C’est aussi l’un des sept pays qui a retardé l’entrée en vigueur du paquet neutre : l'adoption d'un emballage standardisé était prévue en janvier 2018 a été reportée à trois reprises jusqu'au 1er avril 2025. L'industrie du tabac et ses alliés ont fait pression sur le Bureau du médiateur des entreprises, le ministère de l'Économie et du Développement durable et le ministère des Finances pour appuyer leur demande de report.
Irakli Nadareishvili, vice-ministre de l'Économie et du Développement durable, a d’ailleurs été directeur commercial du cigarettier Imperial Brands pour la Géorgie et la Moldavie de 2013 à 2016, traduisant de graves conflits d’intérêt.
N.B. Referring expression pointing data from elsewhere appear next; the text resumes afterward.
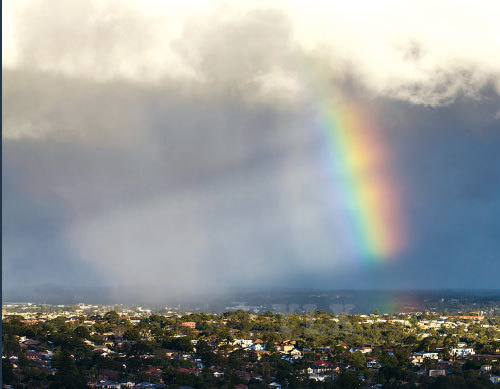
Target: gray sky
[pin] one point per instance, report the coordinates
(172, 143)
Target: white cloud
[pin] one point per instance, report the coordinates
(427, 52)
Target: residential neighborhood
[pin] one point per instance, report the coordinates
(90, 346)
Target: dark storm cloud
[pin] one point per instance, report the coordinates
(178, 150)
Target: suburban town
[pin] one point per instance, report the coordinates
(114, 347)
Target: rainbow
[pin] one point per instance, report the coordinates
(365, 190)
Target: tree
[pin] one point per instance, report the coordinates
(112, 317)
(205, 353)
(82, 332)
(7, 373)
(347, 380)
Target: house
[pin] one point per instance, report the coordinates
(462, 351)
(418, 358)
(106, 384)
(495, 379)
(372, 365)
(154, 370)
(127, 384)
(364, 350)
(257, 347)
(437, 373)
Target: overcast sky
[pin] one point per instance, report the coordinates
(171, 143)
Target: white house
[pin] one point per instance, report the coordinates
(495, 379)
(418, 358)
(462, 351)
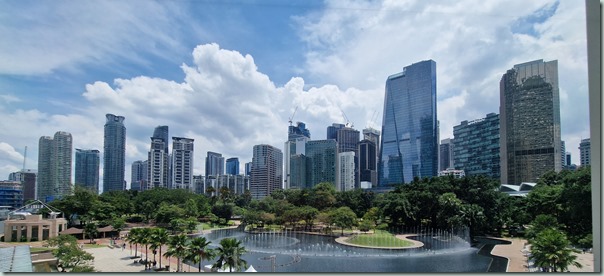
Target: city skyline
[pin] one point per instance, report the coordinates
(323, 58)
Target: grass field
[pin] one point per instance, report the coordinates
(379, 239)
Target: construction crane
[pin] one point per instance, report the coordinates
(346, 119)
(292, 117)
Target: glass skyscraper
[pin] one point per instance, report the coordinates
(476, 146)
(87, 169)
(114, 153)
(409, 146)
(530, 122)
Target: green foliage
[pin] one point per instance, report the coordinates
(229, 255)
(550, 250)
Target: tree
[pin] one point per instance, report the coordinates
(69, 254)
(550, 250)
(90, 230)
(177, 247)
(229, 254)
(159, 237)
(200, 251)
(343, 217)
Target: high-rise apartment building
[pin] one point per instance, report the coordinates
(409, 146)
(54, 166)
(347, 171)
(139, 175)
(182, 163)
(157, 165)
(232, 165)
(214, 164)
(530, 122)
(367, 162)
(27, 178)
(476, 146)
(114, 153)
(585, 152)
(445, 154)
(87, 169)
(322, 162)
(267, 171)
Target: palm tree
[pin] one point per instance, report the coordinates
(159, 238)
(551, 251)
(133, 237)
(145, 239)
(229, 254)
(177, 247)
(200, 251)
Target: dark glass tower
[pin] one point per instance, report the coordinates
(409, 146)
(114, 153)
(530, 122)
(87, 169)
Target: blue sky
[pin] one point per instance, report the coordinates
(230, 73)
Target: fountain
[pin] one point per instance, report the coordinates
(443, 251)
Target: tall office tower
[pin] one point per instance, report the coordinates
(322, 162)
(409, 146)
(267, 171)
(332, 131)
(530, 122)
(139, 174)
(297, 131)
(563, 154)
(214, 164)
(248, 168)
(347, 171)
(232, 165)
(476, 146)
(87, 169)
(45, 184)
(367, 162)
(293, 147)
(585, 152)
(164, 133)
(157, 165)
(27, 178)
(54, 166)
(182, 162)
(114, 153)
(445, 154)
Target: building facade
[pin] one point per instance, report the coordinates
(267, 171)
(476, 147)
(182, 163)
(139, 174)
(214, 164)
(585, 152)
(157, 165)
(321, 162)
(87, 169)
(232, 165)
(409, 146)
(114, 153)
(54, 166)
(529, 122)
(445, 154)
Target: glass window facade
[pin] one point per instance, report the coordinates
(409, 146)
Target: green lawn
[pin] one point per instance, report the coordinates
(379, 239)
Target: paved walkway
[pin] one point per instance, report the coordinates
(515, 253)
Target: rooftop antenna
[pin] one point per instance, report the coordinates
(24, 157)
(292, 117)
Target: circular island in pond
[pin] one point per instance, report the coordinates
(380, 240)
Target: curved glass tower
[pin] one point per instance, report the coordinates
(409, 146)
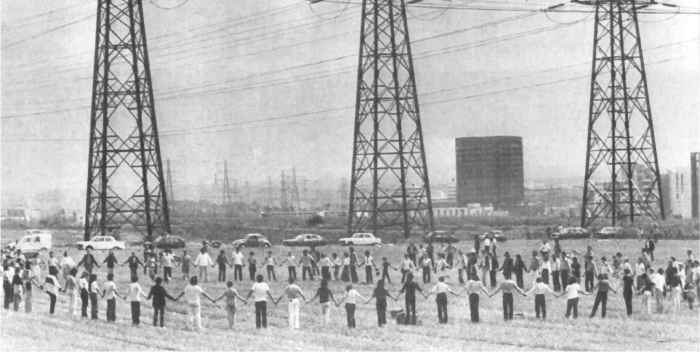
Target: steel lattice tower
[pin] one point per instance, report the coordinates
(125, 172)
(389, 185)
(622, 181)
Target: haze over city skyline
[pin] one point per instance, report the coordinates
(270, 85)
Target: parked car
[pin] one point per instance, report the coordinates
(252, 240)
(608, 232)
(361, 239)
(571, 233)
(169, 242)
(101, 243)
(305, 240)
(34, 241)
(439, 237)
(495, 234)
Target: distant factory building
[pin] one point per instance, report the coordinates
(490, 171)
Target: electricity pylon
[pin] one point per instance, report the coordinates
(125, 182)
(622, 182)
(389, 184)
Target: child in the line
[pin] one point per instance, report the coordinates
(293, 292)
(93, 289)
(385, 269)
(324, 295)
(231, 294)
(601, 297)
(540, 289)
(192, 293)
(380, 294)
(440, 290)
(158, 293)
(270, 263)
(134, 296)
(52, 287)
(351, 298)
(507, 287)
(109, 291)
(260, 293)
(572, 294)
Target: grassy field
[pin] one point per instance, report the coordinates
(39, 331)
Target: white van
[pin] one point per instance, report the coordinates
(35, 241)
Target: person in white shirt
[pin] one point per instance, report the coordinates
(203, 261)
(109, 292)
(293, 293)
(237, 257)
(440, 290)
(134, 296)
(540, 289)
(572, 291)
(260, 293)
(351, 299)
(67, 263)
(192, 293)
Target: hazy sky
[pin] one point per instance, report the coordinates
(270, 84)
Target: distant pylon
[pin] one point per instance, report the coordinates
(622, 181)
(389, 185)
(125, 183)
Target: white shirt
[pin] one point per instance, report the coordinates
(540, 288)
(238, 258)
(440, 287)
(572, 290)
(203, 259)
(67, 262)
(135, 292)
(110, 287)
(260, 290)
(192, 294)
(352, 296)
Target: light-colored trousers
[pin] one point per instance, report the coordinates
(194, 317)
(294, 313)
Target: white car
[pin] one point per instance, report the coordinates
(35, 241)
(361, 239)
(101, 243)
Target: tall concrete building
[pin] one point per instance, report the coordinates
(490, 171)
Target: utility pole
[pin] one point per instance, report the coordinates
(622, 182)
(125, 183)
(389, 184)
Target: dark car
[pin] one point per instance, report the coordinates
(495, 234)
(169, 242)
(439, 237)
(305, 240)
(252, 240)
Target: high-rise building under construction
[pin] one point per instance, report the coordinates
(490, 170)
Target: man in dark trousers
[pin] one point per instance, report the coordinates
(409, 289)
(88, 261)
(133, 261)
(159, 294)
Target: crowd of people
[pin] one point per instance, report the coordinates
(479, 272)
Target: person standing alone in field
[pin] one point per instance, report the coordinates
(222, 261)
(192, 293)
(380, 294)
(409, 289)
(203, 261)
(158, 294)
(540, 289)
(441, 289)
(231, 295)
(293, 293)
(351, 298)
(507, 287)
(260, 293)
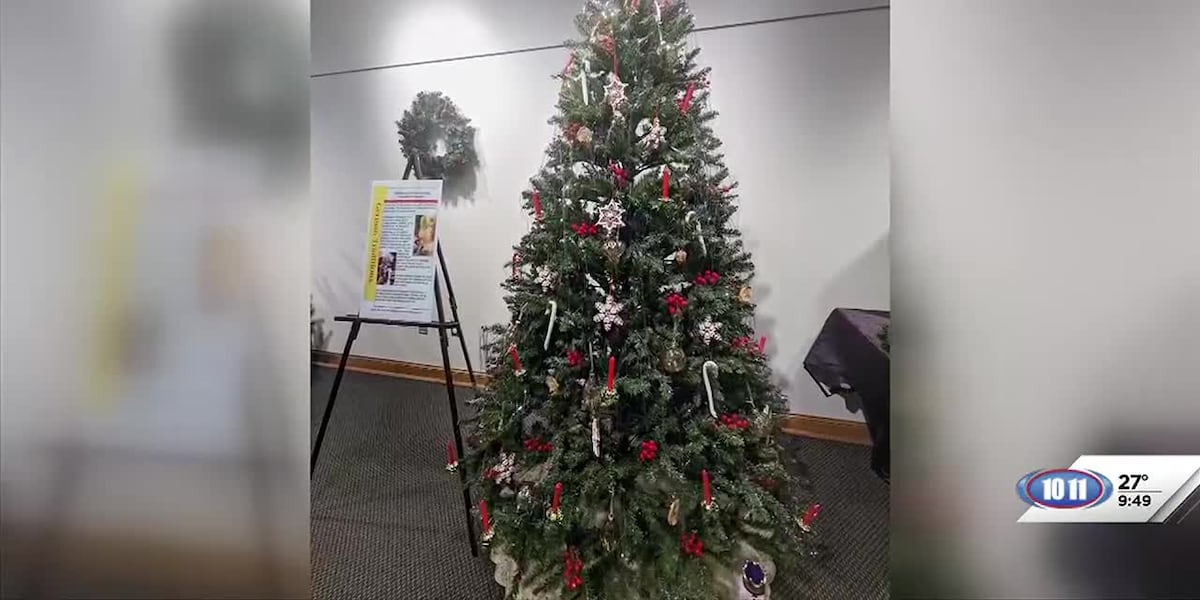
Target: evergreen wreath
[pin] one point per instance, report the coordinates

Enfin, à titre d’illustration, l'administration fiscale et les douanes ont accepté le don de chiens de détection et de drones fait par Japan Tobacco International (JTI) afin de lutter contre la contrebande, en plus des sessions de formation dispensées au personnel. Pourtant, la responsabilité de l’industrie du tabac dans la contrebande a été à maintes reprises établie et ces initiatives du fabricant visent davantage à prévenir l’adoption de mesures qu’il juge dangereuses pour ses intérêts.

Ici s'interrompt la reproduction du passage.